Cristo non si è mai identificato con l'ideale dominante di Messia, ma nello stesso tempo non ha mai negato di essere il Messia. Sembra quindi un dato accertato che Cristo non volle essere un rivoluzionario, instauratore di un suo personale potere politico alternativo, ma si riserva sempre l'indipendenza e la possibilità di contestare la situazione politica del suo tempo.

II.

La prospettiva originale del Cristo è quella del Regno di Dio, intesa in modo personale (non per es. quello degli zeloti) nel quale si impernia tutta la sua dottrina. Analizziamo:
1. Regno di Dio è una realtà nuovissima rispetto alla situazione; è un'alternativa, ma non allo stesso livello di quella tecnico-politica. Preso da questa alternativa Cristo ha contestato radicalmente l'ordine costituito che per lui doveva finire.
2. Regno di Dio significa la regalità di Dio nella storia; non è questione di territorio o di dominio politico. Regalità intesa come istanza suprema di giustizia: il re nell'Antico Testamento è visto proprio come il difensore dei deboli, degli oppressi, dei soli. Beati quindi i poveri, perché il Regno di Dio farà loro giustizia. Il mondo, che deve lasciare il posto al Regno, è quello pieno di ingiustizie e di ipocrisie.
3. Cristo ha annunciato questo Regno come una realtà che viene in questo mondo. "Regno dei cieli" è un'espressione per designare il Regno di Dio, ma non significa affatto "Regno che sta nei cieli", perché il Regno di Dio deve venire e realizzarsi in questo mondo.
4. Il Regno di Dio è alle porte, interessa il nostro "oggi": non deve essere un'evasione dal reale, ma una possibilità nuova non rimandabile.
5. Gesù non si è limitato ad annunciare, ma ha operato perché il Regno si realizzasse. Per es.: i miracoli sono come la banidera, il segno dell'avvento del nuovo regno ("Se scaccio i demoni con la potenza di Dio è segno che il Regno di Dio è tra voi"). Ha sdemonizzato il mondo, ha reso la libertà da tutta una serie di condizionamenti. Quindi il Regno è realizzabile, si può costruire veramente, non è un'assurdità.
6. Cristo per il Regno muore; muore perché ha operato fino in fondo per questa alternativa, non tirandosi mai indietro.
7. Cristo chiama alla conversione, alla fede che il Regno è possibile, che il mondo non è dominato dal male. La fede è un appello a non arrendersi mai.

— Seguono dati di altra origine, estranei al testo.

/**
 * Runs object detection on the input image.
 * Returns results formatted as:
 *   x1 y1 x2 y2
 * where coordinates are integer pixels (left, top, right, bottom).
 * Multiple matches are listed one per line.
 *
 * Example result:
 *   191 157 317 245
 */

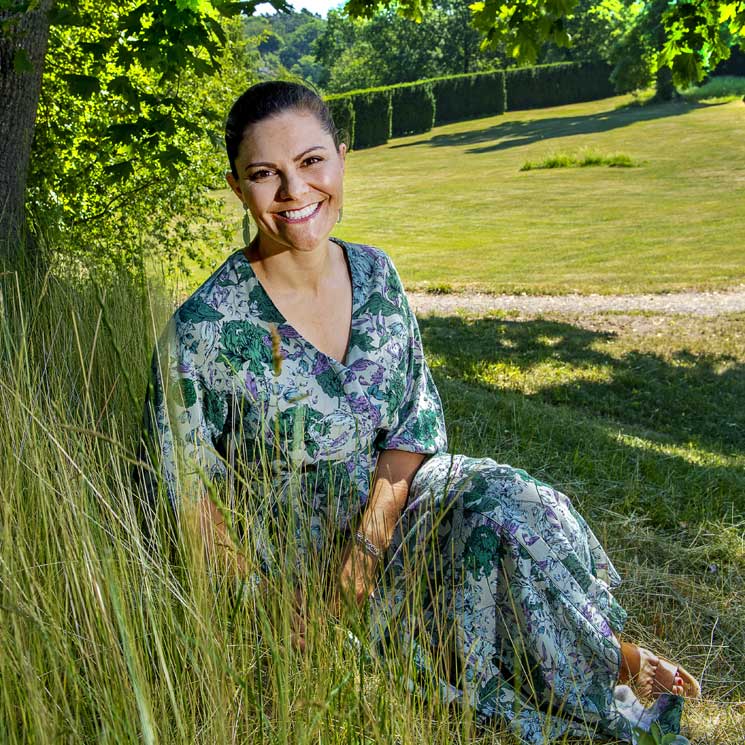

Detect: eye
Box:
248 168 273 181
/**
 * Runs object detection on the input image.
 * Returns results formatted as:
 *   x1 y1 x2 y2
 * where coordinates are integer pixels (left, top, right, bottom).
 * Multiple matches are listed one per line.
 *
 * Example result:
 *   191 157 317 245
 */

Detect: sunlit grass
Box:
0 250 745 745
682 75 745 103
520 150 640 171
189 85 745 294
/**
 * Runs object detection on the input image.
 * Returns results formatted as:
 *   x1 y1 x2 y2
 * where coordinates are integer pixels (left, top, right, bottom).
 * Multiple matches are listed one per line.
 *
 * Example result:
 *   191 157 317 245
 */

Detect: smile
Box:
276 202 323 222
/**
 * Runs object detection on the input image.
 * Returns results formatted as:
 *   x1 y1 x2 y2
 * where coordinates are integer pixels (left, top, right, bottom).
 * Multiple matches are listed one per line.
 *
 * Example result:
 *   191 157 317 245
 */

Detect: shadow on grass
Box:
390 101 716 153
420 317 745 527
421 317 745 455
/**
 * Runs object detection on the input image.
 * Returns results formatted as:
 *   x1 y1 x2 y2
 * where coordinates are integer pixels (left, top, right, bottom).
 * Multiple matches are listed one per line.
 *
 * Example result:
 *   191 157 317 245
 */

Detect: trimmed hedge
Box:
325 94 354 148
428 70 506 124
505 62 615 111
391 82 435 137
345 86 393 150
326 62 615 149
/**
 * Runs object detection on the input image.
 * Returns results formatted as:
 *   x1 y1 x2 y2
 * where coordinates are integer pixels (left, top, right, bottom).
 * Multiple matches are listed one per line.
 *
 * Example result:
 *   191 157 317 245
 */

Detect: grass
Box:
682 75 745 103
190 83 745 294
0 84 745 745
520 150 639 171
0 253 745 745
520 150 639 171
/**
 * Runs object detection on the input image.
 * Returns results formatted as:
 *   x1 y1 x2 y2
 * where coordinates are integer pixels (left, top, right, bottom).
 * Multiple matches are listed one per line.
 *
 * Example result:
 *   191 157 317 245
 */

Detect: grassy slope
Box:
0 90 745 745
203 96 745 293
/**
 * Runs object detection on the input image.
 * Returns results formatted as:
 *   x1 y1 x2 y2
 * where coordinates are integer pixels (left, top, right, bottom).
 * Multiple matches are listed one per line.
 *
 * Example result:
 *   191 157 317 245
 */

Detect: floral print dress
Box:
145 238 682 743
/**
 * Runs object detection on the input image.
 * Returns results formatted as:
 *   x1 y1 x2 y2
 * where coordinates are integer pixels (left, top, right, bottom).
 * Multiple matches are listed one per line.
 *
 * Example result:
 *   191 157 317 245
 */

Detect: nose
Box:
279 168 308 200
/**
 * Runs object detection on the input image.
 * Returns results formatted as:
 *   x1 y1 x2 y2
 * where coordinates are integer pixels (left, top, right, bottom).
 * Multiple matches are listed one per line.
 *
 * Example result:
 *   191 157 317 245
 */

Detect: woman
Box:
146 82 699 743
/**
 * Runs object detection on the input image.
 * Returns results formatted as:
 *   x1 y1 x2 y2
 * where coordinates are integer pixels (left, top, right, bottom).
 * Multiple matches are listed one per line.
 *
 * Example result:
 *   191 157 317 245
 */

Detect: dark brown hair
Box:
225 80 342 178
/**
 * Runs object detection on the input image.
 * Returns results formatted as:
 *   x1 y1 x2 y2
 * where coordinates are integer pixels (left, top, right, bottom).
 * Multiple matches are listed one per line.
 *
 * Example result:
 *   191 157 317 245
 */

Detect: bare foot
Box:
618 642 684 698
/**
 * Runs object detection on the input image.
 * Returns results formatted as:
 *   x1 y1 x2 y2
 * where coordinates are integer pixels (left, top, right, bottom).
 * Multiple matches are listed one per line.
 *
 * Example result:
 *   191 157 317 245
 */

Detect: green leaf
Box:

Quindi il Regno di Dio è un'alternativa di principio rispetto alle singole situazioni e proposte tecnico-politiche; è una speranza come forza operativa della storia, che lascia spazio all'inventiva cristiana, sempre capace di collaborare alle singole soluzioni, senza disperdere e rinunziare alla libertà radicale del Regno di Dio.